For the 15 years that Qadri has worked at Nola, the downtown Palo Alto restaurant has always abided by the Farm-to-Table movement as if it were an official restaurant policy. Despite its diverse cuisine, the New Orleans-style eatery has been able to find and buy all its produce from local vendors and farms. Nola is one of many restaurants in Palo Alto that considers the Farm-to-Table movement to be more of a standard to be met rather than a trend to casually be followed.
This movement supports local producers who practice organic farming, sustainable agriculture, free range animal husbandry and fair trade, all of which boost the Bay Area economy. Not only does Farm-to-Table encourage the growth of smaller-scale farms, it is also environmentally friendly—in that restaurants’ menus change based on what produce is peaking in its local harvest.
This guarantees that the restaurant’s food is fresh, promoting the “green movement” and clean eating. Along with attracting customers drawn by the chic connotation that is associated with the Farm-to-Table movement, participating restaurants can better accommodate the culinary wants of customers with dietary restrictions and health-conscious consumers alike.
This socio-culinary movement has benefitted many restaurants economically because of the surprisingly low costs of using organic produce.

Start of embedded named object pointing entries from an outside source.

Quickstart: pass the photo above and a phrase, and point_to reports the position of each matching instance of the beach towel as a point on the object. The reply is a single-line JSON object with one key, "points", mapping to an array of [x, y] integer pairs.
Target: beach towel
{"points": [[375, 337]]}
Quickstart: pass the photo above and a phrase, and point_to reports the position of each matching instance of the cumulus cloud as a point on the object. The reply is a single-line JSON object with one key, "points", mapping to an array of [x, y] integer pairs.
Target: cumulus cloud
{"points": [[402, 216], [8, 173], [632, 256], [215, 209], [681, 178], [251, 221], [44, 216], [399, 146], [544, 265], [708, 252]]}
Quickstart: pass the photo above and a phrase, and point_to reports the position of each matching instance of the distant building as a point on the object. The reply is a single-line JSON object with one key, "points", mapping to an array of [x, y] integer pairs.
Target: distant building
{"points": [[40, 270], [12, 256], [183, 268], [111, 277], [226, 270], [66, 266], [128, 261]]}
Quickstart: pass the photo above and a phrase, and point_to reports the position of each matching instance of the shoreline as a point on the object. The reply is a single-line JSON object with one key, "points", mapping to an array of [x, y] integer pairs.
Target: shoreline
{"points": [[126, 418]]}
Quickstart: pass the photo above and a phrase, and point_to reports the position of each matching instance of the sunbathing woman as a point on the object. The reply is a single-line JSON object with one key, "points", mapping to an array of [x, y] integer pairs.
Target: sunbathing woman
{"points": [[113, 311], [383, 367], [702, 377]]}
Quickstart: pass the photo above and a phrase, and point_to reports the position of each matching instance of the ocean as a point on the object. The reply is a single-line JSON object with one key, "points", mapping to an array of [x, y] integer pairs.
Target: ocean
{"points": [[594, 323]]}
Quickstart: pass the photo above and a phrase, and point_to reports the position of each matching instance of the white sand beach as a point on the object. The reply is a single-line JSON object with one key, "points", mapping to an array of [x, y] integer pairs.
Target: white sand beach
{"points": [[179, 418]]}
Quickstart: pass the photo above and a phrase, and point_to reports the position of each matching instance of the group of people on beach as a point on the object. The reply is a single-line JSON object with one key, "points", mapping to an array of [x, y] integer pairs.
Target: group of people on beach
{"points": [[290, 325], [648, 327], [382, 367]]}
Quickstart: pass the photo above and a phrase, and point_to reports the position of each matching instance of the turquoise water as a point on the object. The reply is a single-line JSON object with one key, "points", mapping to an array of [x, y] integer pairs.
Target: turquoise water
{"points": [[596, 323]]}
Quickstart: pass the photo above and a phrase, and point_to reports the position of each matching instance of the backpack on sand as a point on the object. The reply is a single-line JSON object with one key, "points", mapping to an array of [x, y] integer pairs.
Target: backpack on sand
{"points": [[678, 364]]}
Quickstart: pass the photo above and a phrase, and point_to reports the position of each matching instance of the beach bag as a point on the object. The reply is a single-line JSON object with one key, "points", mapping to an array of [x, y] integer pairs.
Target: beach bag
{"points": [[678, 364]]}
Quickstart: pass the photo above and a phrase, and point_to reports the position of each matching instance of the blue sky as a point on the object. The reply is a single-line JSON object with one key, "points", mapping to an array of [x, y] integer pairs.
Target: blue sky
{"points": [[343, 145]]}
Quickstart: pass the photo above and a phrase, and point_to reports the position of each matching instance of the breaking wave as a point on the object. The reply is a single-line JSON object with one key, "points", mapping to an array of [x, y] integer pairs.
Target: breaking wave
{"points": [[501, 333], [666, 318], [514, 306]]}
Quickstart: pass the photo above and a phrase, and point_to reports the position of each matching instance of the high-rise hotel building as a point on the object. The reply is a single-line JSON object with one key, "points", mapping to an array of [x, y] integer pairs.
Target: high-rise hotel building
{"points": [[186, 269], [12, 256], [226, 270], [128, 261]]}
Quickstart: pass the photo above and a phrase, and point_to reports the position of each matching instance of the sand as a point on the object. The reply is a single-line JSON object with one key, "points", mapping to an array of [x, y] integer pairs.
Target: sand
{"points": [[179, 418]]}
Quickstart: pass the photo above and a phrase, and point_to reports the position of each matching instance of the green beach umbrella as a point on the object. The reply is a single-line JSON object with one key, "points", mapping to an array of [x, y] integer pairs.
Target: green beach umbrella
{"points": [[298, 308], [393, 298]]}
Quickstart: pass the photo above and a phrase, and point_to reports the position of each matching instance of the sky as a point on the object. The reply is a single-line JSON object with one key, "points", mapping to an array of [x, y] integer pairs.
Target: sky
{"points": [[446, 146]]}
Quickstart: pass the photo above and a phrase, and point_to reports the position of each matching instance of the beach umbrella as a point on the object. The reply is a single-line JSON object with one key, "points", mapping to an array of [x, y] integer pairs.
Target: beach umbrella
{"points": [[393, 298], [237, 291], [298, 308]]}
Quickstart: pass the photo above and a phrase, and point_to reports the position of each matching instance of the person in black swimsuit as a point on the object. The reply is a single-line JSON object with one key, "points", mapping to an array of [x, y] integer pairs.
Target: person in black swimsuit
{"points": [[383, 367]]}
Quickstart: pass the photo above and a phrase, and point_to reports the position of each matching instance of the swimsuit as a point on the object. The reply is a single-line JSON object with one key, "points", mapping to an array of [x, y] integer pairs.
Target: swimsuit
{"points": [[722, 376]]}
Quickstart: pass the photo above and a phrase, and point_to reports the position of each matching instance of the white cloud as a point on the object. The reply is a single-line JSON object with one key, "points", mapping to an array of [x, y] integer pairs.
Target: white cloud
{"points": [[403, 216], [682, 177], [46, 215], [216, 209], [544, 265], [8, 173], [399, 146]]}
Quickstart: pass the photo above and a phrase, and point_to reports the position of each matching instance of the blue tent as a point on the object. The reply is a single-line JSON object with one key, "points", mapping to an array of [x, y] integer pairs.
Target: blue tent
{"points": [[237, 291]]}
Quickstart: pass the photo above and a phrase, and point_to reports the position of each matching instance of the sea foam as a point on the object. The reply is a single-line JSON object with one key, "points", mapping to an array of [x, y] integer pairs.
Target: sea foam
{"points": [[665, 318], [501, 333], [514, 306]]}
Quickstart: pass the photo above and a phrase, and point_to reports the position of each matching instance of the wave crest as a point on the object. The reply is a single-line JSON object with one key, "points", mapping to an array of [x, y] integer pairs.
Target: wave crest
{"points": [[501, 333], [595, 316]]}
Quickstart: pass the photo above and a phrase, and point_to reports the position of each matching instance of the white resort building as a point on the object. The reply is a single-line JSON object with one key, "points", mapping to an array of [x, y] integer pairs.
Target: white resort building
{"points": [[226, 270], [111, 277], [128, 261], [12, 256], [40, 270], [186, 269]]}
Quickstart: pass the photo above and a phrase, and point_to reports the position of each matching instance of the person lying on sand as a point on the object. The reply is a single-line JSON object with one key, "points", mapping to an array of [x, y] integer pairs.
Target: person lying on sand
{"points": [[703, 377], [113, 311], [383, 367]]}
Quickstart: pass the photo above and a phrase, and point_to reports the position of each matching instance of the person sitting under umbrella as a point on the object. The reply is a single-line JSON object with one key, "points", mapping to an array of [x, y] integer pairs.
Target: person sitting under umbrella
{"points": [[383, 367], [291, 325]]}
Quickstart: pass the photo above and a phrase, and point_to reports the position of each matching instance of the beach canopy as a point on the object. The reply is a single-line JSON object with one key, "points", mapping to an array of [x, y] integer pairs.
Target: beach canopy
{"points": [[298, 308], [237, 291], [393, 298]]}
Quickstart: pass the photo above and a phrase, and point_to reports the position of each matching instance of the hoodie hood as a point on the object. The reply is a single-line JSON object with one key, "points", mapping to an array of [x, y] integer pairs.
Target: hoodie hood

“[Organic produce] is not necessarily more expensive,” said Andrea Hyde, co-owner of Bistro Elan — another local participant in the Farm-to-Table movement. “I think most people make that assumption.”
Hyde explains that Bistro Elan’s chef visits the California Avenue Farmers Market every Sunday in order to personally select and purchase the freshest produce to cook for the restaurant’s patrons. Originally, Bistro Elan wanted to partake in the movement mostly due to convenience of the nearby farmer market, but now realizes that joining in the sustainable produce movement may have also heightened their business.
Both Hyde and Qadri agree that one of the primary goals of the Farm-to-Table movement is to create relationships between local vendors and farms. In the starting period of a business, or during a product’s off-season, buying organic produce can be expensive. Most suppliers are willing to give good deals, particularly in peak season of a produce, in turn for the restaurants’ steadily large purchases.
“That is why you try and form relationships with the vendors, and I think they’ll do the best they can to keep their pricing as approachable as possible,” Qadri said.
Besides the financial boost, restaurants that participate in this movement indirectly support the economy and general welfare of the surrounding community. By purchasing from local producers, less fuel is used to transport products from farm to market, which benefits the environment by reducing our carbon footprint. Additionally, smaller-scale local farmers will have a better chance of being able to afford and keep their business, and keeping their customers healthy and happy.
Patrons of restaurants that follow the Farm-to-Table movement support the economic and environmental stability and growth of the surrounding community through their culinary choices. Due to the increasingly similar pricing of restaurants that follow the Farm-to-Table movement and restaurants that don’t, the eco-friendly and the uniquely local restaurant is bound to become more successful.